ウインザーの町でカボチャ祭りが行われました。メインイベントは、運河でのカボチャのボートレースです。あの巨大カボチャをボートにし、漕いで競い合うのです。あまりに可笑しく、笑いながら撮影をしました。世界的に有名な村祭りのため、雑誌や新聞記者がたくさん取材に来ていました。彼らを観察してみると、使っているカメラはみんなデジカメのニコンD1。時代は変わったなあ〜という印象を受けました。ちなみに吉村もD1が欲しくてたまりません。でも、それほど速効性を求められる写真を撮っているわけではないので、今のフィルムを使う方式でもいいかなと思っています。

大きなリンゴ園を持つ友人の農夫に、サンクス・ギビングのディナーに呼ばれました。地元にとけ込んでいくと、このような機会が多くあります。そう、「生活」に関するベストショットを撮影できるのは、まさにこんな時なのです。ターキー(七面鳥)はとても美味しかったです。

10月28日〜
カナダから帰国しました。時差ボケが凄まじく、1週間も苦しみました。人によって違いますが、ぼくの場合、行きより帰りの方が大変です。

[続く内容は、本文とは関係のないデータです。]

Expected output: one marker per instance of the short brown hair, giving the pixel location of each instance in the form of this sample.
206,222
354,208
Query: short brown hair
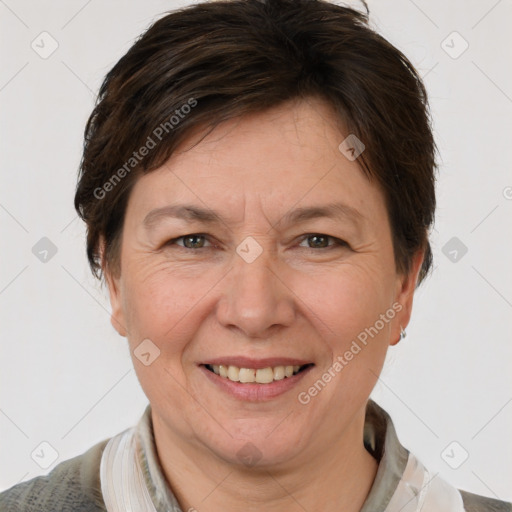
229,58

今回のカナダ取材では、220のフィルムを約80本撮影しました。帰国直後に早速現像してみましたが、すべて綺麗に撮れていました。長い旅が終わり、現像済みのフィルムをルーペでチェックする瞬間がとても好きです。

帰国早々、旅行業界向けの講演会(正確には写真家・吉村和敏とベテラン添乗員とのトークショーです)が行われ、広島、大阪、東京と旅をしてきました。飛行機と新幹線を使っての駆け足の移動です。

近頃、暇な時間を見つけては東京の街中を歩いています。11月下旬に行われる写真教室の作例写真を撮るためです。写真はもうじきホームページ上で発表しますので、お楽しみに。東京暮らしも今年で18年目ですが、こうやって下町を歩いてみると、まだまだ新鮮な発見があり驚かされます。

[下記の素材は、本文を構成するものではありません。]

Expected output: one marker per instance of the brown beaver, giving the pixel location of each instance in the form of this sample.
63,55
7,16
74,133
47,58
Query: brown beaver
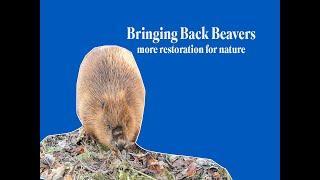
110,96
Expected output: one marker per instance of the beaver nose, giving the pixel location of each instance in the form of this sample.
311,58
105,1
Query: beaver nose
117,132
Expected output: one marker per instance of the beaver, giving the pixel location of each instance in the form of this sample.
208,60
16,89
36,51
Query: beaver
110,96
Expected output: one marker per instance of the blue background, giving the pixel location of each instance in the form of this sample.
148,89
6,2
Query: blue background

多くの人から「フィルムを使う普通のカメラか、それとも今流行りのデジカメを買うべきか……」と質問されます。答えは簡単、もちろんデジカメの方をお勧めします。吉村も記念写真を撮る時は100%デジカメを使っています。画素数は高ければ高いほどいいのですが、記念写真だったら200万画素あれば十分でしょう。実は、吉村もデジカメの買い換えを検討中。次はキャノンのパワーショットG3にしようかなと思っています。理由は簡単、レンズが2.0と明るいからです。

板橋区の事務所が手狭になってきたため、引っ越しを検討中です。民間の賃貸マンションだと、敷金2か月、礼金1か月、手数料1か月が必要で、おまけに2年おきに更新料がかかります。よって、敷金3か月だけですべてが完結する都市公団の賃貸マンションを狙っています。無抽選の中古マンションの空き部屋を探していますが、それにしても都内は家賃が高いですね。2LDKや3LDKで15〜18万以上もします。まったく東京暮らしは大変です。早くこの街に見切りをつけ、地方で生活したいです。

11月5日〜
近頃、新幹線や飛行機やバスに乗って移動ばかりしています。そんな慌ただしい合間をぬって、先日久しぶり松本へ帰りました。実家では当然コタツを使っているのですが、そのコタツを見てびっくり! 何と直径15センチくらいの筒(ダクト)が、すぐ側のファンヒーターの吹き出し口に向かってのびていたからです。つまり、ファンヒーターから吹き出る熱が、その筒を通ってコタツに入り、コタツの中が暖かくなる、という原理です。こんなもんで効果あるのだろうか……と半信半疑でしたが、意外や意外、コタツの中はポカポカでした。親に尋ねると、今年の冬はまだ一度もコタツの電源をオンにしていないとか。今このヘビのような長い筒は、寒い地方では大ブレイクしているらしく、7割以上の家庭で使っているみたいです。東北地方から伝わってきたらしいのですが、それにしてもこれを発明(というか発見)した人は天才ですね。まさに省エネの鏡です。家でファンヒーターとコタツを同時に使っている人は、是非この筒を使ってみてください。効果は絶大です)

11月20日〜
いよいよ写真集が発売になりました。いま、全国の書店に並んでいます。通信販売用のダイレクトメールは、もうしばらくお待ちください。12月5日前後に発送予定です。

よく寄せられる質問の答え
今年4月の写真展の前に案内状が届いた方は、すでにデータが登録されています。4月の写真展の芳名帳にお名前を記された方も、データが登録されています。
今回のDMは、きちんと印刷されたオリジナル封筒です。金の星社さんが、特別に制作してくれました。
DMの中に入っている注文ハガキによって、写真集を出版社から直接通信販売で買うことが出来ます。サイン本は先着200名です。